Da stand er jetzt. Fast ein Libanez. Einer von Nicolaes Männern.
„Ich hab dich da rein gebracht“, sagte sie. „Ich hol dich wieder raus. Ich befrei dich. Das schulde ich dir.“
Vielleicht war seine Freiheit ihr mittlerweile wichtiger als ihm. Vielleicht war er gar nicht unfrei, wenn er Teil der Löwensteiner Geschäfte war. Vielleicht war sie es.

Kommentare 11

  • Heh, bin gerade am Nachlesen von hunderten Geschichten, wobei es eigentlich nur 40 sind. Frustrierend, wenn die Zahl da gefühlt nicht kleiner wird... Umso schöner, sowas zu lesen.


    You know de way, my queen! :)

    • Hey Schnecko, schön von dir zu lesen. Aber warum liest du denn alles nach, wer zwingt dich denn?
      Vielen Dank, ich freue mich sehr über das liebe Kompliment :)

    • Niemand zwingt mich, aber es ist interessant, du =)

  • Und auch hier lese ich atemlos mit und raufe mir stumm die Haare.

  • Man mag fast meinen du revanchiert dich bei Ghabriel für die iorgastischen Gedankengänge!


    Nicole ist für mich durch Helenas Perspektive inzwischen zu so einem obskuren Formwandler geworden, der nachts Häuserwände hochhüpft und rückwärts viel zu schnell Treppen hochkrabbelt.

    • Ist er nicht. Wäre er das, würde er sich nicht so sehr von der Öffentlichkeit fernhalten müssen, denn dann müsste er sie nicht fürchten.

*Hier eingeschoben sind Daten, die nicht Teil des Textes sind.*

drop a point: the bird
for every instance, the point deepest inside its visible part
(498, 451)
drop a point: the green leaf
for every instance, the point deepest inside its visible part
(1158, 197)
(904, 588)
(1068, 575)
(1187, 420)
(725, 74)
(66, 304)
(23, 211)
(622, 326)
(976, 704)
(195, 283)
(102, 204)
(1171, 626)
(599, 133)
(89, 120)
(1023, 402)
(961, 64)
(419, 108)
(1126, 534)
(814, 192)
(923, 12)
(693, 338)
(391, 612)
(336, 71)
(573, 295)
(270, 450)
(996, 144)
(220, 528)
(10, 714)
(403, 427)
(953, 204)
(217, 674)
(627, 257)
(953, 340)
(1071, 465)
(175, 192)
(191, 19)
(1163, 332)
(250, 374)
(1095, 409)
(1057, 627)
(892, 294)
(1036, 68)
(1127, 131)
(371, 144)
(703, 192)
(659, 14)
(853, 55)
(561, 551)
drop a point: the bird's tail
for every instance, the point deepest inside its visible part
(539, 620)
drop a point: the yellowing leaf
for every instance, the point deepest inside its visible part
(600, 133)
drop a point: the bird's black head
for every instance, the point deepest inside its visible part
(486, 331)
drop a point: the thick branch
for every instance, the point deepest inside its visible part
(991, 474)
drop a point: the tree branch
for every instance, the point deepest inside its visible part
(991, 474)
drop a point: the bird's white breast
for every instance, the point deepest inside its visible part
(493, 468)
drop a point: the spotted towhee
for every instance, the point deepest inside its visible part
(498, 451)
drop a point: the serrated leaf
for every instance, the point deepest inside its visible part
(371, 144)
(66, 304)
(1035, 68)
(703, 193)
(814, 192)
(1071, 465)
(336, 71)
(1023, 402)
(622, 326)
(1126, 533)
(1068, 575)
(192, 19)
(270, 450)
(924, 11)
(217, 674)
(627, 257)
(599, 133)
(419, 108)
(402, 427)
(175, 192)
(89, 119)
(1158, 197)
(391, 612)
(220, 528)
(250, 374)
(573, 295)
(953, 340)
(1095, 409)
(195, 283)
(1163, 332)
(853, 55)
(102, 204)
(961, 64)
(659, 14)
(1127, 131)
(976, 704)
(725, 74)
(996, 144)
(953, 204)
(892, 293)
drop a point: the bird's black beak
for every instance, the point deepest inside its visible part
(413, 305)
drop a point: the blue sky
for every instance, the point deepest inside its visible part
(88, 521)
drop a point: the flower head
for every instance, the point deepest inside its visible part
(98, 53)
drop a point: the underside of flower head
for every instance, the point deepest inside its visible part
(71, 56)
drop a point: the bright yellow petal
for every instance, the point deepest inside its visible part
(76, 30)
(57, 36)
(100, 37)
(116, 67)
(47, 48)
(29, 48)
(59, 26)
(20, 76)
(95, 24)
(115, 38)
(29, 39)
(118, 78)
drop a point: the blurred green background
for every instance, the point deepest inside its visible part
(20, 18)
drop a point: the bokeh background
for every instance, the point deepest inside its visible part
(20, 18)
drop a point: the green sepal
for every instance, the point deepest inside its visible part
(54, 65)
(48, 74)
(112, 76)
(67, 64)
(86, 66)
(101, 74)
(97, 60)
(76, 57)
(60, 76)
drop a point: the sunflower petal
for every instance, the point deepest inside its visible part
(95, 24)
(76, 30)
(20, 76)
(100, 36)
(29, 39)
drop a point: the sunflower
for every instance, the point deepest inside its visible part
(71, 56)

      Und ja, als ich es schrieb, kam es mir auch so vor. Tatsächlich gab es aber einen ausschlaggebenden Moment im RP, der mir bei Ghabriel sehr gefallen hat und ab dem ich mir dachte, ich möchte darauf nochmal eingehen. Dass ich über andere Charaktere schreibe, ist ja keine so große Neuheit :)

    • Was ich noch sagen wollte: Es ist aber eine geile, kurze Beschreibung für ein echt creepiges Gruselmonster, die du da abgegeben hast, vor allem das mit den viel zu schnell rückwärts Treppen hochkrabbeln =D

    • "Das letzte was Hugh sah war...es. Und er wusste als einziger, Nicoale war kein Mensch..."


      Haha, danke.^^ Und ja, über andere, echte Charaktere schreiben hält alles lebendiger.

  • Hm, vielleischt muss man besseren Einblick in alles haben um diese (zwei) Geschichte(n) schätzen zu können, aber ich finde sie gehören zu deinen Besseren.
    Den Besseren, bei eh schon hohem Standard.